Judy Canova and Luis Alberni in 1945's Hit the Hay.
Film Forum/Photofest
Judy Canova and Luis Alberni in 1945's Hit the Hay.

Stein: It seems to me there's a difference of temporality between A and B movies. In A movies, you see established stars of the present. But in a B picture you have both people on their way up and on their way down, and it's fascinating in the context of film history. Look at a picture like Give Out, Sisters. You have Donald O'Connor, not even mentioned in the credits, dancing like mad with Peggy Ryan with whom he would soon team. And in less than 10 years he'd star in one of the greatest A musicals ever made, Singin' in the Rain. But Sisters was directed by Eddie Cline, who was on the way out. He directed terrific Buster Keaton pictures and wonderful W.C. Fields comedies and had a whole history of cinema behind him. So you have the past and the future colliding in one little low-budget movie. That's part of the fascination of these pictures.

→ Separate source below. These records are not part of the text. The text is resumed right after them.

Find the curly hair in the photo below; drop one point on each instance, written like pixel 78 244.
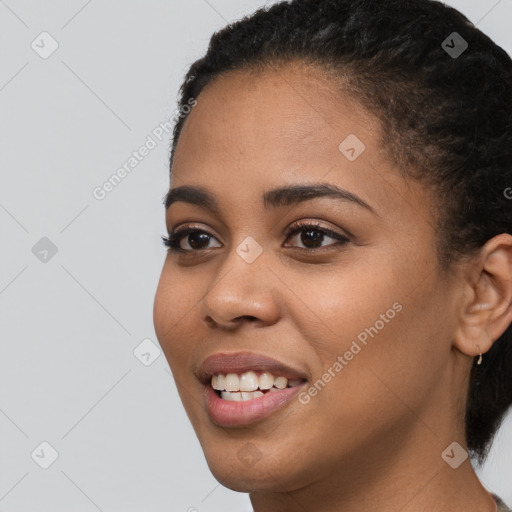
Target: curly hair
pixel 445 121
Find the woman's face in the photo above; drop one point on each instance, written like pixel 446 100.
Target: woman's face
pixel 362 318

Yranski: For me, nostalgia is a great appeal. I grew up in the '50s when a lot of these pictures were on TV. But more than nostalgia is being able to see a lot of great performers in lesser efforts. I was enraptured with Judy Canova. Here you have a classically trained musician who was in vaudeville and decided that rather than being the small comic relief in A pictures, she'd be a big fish in a little pond and signed with Republic, not a major studio, and went on to make some marvelous films. In particular, Hit the Hay, where she sings opera straight, then parodies it.

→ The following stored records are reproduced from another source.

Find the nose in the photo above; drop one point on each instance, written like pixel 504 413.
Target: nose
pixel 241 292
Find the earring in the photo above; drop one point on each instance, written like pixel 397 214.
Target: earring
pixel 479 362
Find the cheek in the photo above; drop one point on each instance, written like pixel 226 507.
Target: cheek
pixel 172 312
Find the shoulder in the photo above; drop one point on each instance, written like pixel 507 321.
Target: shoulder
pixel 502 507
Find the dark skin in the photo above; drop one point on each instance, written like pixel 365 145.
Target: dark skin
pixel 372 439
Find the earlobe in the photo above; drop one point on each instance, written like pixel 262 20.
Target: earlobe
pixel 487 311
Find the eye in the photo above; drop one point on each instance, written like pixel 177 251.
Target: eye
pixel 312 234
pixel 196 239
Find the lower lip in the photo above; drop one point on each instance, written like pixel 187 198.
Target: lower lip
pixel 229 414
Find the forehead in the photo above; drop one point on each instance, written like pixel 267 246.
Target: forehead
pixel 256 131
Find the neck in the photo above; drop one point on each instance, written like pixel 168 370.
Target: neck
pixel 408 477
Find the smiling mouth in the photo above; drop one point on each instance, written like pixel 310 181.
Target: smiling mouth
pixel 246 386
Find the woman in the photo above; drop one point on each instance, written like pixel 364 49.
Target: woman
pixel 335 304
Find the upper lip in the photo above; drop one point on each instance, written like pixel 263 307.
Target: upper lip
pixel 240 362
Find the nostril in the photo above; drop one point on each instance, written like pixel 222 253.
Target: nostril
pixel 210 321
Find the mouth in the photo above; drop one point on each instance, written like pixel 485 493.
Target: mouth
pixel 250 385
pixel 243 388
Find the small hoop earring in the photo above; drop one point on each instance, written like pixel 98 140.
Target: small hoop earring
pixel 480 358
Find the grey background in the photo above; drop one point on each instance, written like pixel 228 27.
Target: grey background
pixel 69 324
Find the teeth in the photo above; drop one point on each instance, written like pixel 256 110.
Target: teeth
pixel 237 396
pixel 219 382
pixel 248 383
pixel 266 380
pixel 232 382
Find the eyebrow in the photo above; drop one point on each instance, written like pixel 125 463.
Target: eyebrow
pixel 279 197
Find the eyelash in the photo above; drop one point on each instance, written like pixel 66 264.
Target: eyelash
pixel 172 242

Myers: I think she's going to be the revelation of the series. Her films haven't been on TV for 40 years. She's wonderfully funny, a unique talent. How often do you get to see a hillbilly star belting out opera?

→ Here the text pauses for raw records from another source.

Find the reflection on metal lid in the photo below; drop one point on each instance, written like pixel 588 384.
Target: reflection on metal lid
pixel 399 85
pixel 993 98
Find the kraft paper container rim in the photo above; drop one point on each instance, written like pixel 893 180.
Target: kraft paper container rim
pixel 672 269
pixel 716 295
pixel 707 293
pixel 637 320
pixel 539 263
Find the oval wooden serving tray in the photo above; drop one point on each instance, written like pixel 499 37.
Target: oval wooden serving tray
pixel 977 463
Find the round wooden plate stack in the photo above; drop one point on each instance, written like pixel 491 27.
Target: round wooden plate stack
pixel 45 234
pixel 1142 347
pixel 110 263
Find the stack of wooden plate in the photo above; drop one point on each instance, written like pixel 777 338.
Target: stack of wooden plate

Goldstein: The thing about Judy Canova that appealed to me was, did she ever get a run in Manhattan in her heyday? A lot of these pictures never hit the Broadway theaters. Also, one of the great things about the B musicals is that they're 60 to 65 minutes, the perfect running time. Filmmakers today could learn a lot from that. . . . When I first had the idea for the series, I told Howard and we got into a heated debate about what really is a B. One indicator certainly is running time.

Stein: There's also the concept of the "nervous A." It's like bisexuals—movies that could swing both ways. There were B movies with some special qualities, so that with a real solid A they would be the second feature, but with a weak A or a B, they could be top-billed.

Myers: In these films you often get some performers who didn't make any other movies. Belle Baker, for instance. Another bonus in the series is that in Ladies of the Chorus you'll see Marilyn Monroe with her old nose.

Stein: I didn't know she had a nose job.

Mandelbaum: She had the tip removed . . .

Yranski: I'm so glad you brought up Belle Baker. This film is Song of Love. Baker sings better than Sophie Tucker. On film, she's a better comedian than Fanny Brice. In her big routine, a nightclub audition piece, she sings the same song in three different dialects—in Italian, in Yiddish, in Scots English. She's one of those talents who only made one or two movies, then went to England, came back and was totally forgotten. It's a great film.

Goldstein: I'd like to make a point about black performers. There weren't very many opportunities for them other than appearing in specialty numbers in movies. Duke Ellington and Count Basie—two of the greatest treasures our country ever produced—their only film work is these B pictures.

Spilker: You know, as somebody moved on from B's to A's, they disowned the B's. I met Eddie Bracken once and mentioned Sweater Girl—that's in the show. "Oh, that's nothing but a B," he said. But these were great films.

Mandelbaum: I made Nancy Coleman cry. I used the phrase "B movie." It's true she was drunk, but with the words "B movie" she started to cry.

Goldstein: The public didn't care. The public loved you.